Ultimamente molti allenatori sostengono che il lockdown di primavera ha dato motivo di riflettere sulla metodologia che fino ad ora è stata adottata. Al Sette Colli di agosto si sono avuti riscontri cronometrici notevoli nonostante uno stop forzato che non aveva precedenti. Qual è il tuo pensiero?
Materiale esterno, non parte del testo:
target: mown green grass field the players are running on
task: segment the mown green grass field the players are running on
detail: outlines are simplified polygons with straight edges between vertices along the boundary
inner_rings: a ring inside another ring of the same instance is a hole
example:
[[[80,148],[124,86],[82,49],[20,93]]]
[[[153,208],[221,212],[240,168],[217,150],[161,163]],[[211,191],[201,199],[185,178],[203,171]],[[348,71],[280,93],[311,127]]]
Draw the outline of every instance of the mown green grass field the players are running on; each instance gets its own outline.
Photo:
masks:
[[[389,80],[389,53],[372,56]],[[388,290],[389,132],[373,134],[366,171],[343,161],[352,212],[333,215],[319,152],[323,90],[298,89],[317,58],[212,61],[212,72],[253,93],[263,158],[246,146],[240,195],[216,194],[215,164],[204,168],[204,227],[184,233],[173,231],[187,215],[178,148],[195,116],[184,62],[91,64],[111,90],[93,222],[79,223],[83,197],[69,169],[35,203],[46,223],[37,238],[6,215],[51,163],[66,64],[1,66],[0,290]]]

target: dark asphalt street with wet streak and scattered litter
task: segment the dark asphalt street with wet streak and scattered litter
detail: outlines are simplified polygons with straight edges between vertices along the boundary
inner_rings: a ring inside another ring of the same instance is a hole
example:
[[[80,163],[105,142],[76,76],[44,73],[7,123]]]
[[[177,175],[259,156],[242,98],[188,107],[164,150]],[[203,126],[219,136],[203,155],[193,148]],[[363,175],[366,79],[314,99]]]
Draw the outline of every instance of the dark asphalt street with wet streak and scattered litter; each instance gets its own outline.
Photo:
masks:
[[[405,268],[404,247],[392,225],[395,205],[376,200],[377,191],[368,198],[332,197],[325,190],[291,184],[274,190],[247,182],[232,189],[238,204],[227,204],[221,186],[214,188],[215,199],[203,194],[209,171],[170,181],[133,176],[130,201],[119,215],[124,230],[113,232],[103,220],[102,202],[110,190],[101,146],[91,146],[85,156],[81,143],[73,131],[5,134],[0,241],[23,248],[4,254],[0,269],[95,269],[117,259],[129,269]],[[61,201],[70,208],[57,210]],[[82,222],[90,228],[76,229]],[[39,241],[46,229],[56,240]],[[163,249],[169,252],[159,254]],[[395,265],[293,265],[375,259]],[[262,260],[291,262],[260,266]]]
Sicuramente c’è da riflettere. Sull’equilibrio tra carico e recupero credo ci si arrovelli da sempre, è uno dei miei crucci. Io ho sempre sostenuto che piuttosto che avere un atleta stanco è meglio avere un atleta disallenato. Da sempre si cerca questa alchimia e bisogna pensare che ogni nuotatore risponde in modo diverso, non è possibile generalizzare o trovare una soluzione che vada bene per tutti. Scientificamente parlando però, anche ciò che è accaduto al Sette Colli non è supportato da uno studio. Sarebbe stato probabilmente bello aver fatto uno studio, in base all’età, in base alle settimane di stop, perché io personalmente credo alla scienza. Penso però che un ragazzo, in salute, che è stato fermo molto tempo e non vedeva l’ora di gareggiare, di dimostrare a se stesso e agli altri il suo valore, ha sicuramente voglia di andare in gara e dare il massimo. Ma qui è lo testa che può fare la differenza in maniera importante. Non me la sento di dire che i buoni risultati del Sette Colli sono frutto del periodo di stop, la cosa va studiata e supportata da dati scientifici, altrimenti stiamo parlando di nulla. Anche perché questa cosa non può assolutamente essere generalizzata per tutte le distanze di gara, una cosa è la velocità, un’altra è il mezzofondo. Lo stop fa sempre bene, è il motivo per cui si fa lo scarico, per cui ci si riposa, per il principio della supercompensazione. Si tratta di andare ad analizzare se si possono trovare nuove formule rispetto alle tradizionali e che siano valide o addirittura migliori. Credo che una buona valutazione su quanto si è visto a Roma ad agosto debba tenere in considerazione anche le altrettanto numerose controprestazioni e addirittura le importanti assenze.